Aber es wurde dann doch November bis ich meinem X 9 hatte. Mittags beim Händler die Fa. Riehl, abgeholt und sofort zum Mobec. Jungfräulich mit nur 120 Km wurde sie auseinandergenommen und aus einer silbernen Solo wurde mein zweites Gespann. In der Winterzeit habe ich dann alle Schriftzüge aus Messing ausgesägt und einem Freund zum Verchromen gegeben. Der hat mir auch ein bisschen Gold und Silber besorgt. Ist in Pforzheim nicht so schwer. Daraus wurde dann ein Schlüsselanhänger gefertigt. Materialkosten ca. 50 Euro. Aber das ist ja auch 18 Karat Gold. Mein Gespann sollte ja was besonderes sein. Die erste Tour ging dann gleich mal über´s lange Wochenende in die Dolomiten. Mann-- hat das Ding Leistung.

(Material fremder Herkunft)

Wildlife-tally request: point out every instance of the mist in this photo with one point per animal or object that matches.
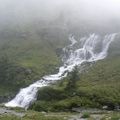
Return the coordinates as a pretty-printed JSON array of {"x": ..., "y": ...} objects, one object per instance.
[{"x": 74, "y": 12}]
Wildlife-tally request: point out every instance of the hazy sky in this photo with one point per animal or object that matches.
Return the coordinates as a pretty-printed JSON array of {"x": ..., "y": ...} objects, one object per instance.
[{"x": 48, "y": 9}]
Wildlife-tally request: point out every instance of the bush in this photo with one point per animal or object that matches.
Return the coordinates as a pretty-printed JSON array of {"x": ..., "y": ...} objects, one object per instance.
[{"x": 86, "y": 115}]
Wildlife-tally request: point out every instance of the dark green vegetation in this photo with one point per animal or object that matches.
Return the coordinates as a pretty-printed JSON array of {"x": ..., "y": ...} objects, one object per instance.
[
  {"x": 95, "y": 87},
  {"x": 27, "y": 53}
]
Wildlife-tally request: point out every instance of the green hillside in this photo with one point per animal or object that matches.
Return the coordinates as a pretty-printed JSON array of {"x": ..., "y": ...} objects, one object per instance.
[
  {"x": 97, "y": 86},
  {"x": 28, "y": 53}
]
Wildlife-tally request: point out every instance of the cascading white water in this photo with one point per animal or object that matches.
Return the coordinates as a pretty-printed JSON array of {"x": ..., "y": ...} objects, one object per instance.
[{"x": 84, "y": 50}]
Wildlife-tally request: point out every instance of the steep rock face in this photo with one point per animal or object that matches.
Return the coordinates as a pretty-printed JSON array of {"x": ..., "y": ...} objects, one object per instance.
[{"x": 73, "y": 56}]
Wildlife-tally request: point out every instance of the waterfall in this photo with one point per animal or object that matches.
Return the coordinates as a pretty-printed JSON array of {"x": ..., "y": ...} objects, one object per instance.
[{"x": 87, "y": 49}]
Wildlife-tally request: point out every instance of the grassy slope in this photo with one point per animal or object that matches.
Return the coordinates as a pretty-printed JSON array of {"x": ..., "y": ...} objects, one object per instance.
[
  {"x": 98, "y": 86},
  {"x": 35, "y": 50}
]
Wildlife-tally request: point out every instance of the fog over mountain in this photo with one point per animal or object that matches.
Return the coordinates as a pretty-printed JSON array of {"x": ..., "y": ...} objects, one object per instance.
[{"x": 89, "y": 12}]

Na ja, 15 PS-Rennzylinder in der PX und dann 39 PS. Das ist ja doch was Anderes. Aber irgendwie lief nicht alles so wie ich wollte. Die Vario passte Vorne und Hinten nicht richtig. Also --- rumspielen mit Gewichten und Anschlagringen. Malossi Multivar usw. 2 Mal ist mir auf größerer Tour dann der Riemen gerissen. Dann hab ich es nach 15.000 Km aufgegeben und mich mit Vmax 125 Km/h zufrieden gegeben. Immerhin stand der Tacho im Gespannbetrieb ja auch schon mal bei 150 Km/h auf der Autobahn. Da mußte also der Varioriemen dran Schuld sein. Das sch... Ding hält halt nix aus. Der Riemen ist meistens nach 6000 Km gerissen. Obwohl er 12.000 halten soll.

Letzten Winter las ich dann von der GP 800. Ein echter Motor mit Bums und ohne Riemen. Das könnte ja geil sein. Dann hab ich sie mir im Frühjahr gekauft. : --- Wie unvernünftig. Und gleich mit dem Manfred Beck telefoniert. Aber ich will die Maschine auch noch Solo fahren können. Wie geht das.- Nur als Schwenker. Alla gut. Dann will ich einen Schwenker haben. Keinen Ärger mit den Abgasnormen. Keinen Ärger mit anderen Reifen und Fahrwerksumbauten. Anfang August hab ich dann mein X-9-Gespann und die GP zum Mobec gebracht. Den Beiwagen und die GP dagelassen und die X-9 wieder mitgenommen. Letzten Samstag konnte ich dann meinen Schwenker abholen.

 

Naja, eine gewisse Umstellung nach 24 Jahren ist es schon, aber es macht mit jedem Km mehr Spaß. Vor allem die Rechtskurven sind nicht ohne. Vorher hat man ja gemerkt wenn der BW abhebt. Aber jetzt wird der Kippwinkel einfach nicht groß genug. Da hilft dann nur---bremsen. In 2 Wochen will ich mal ein bisschen in die Berge fahren. Dann wird richtig geübt. Col de la Schlucht bei Colmar soll´s sein. Hoffentlich bei Sonnenschein. Dann wird mehr erzählt.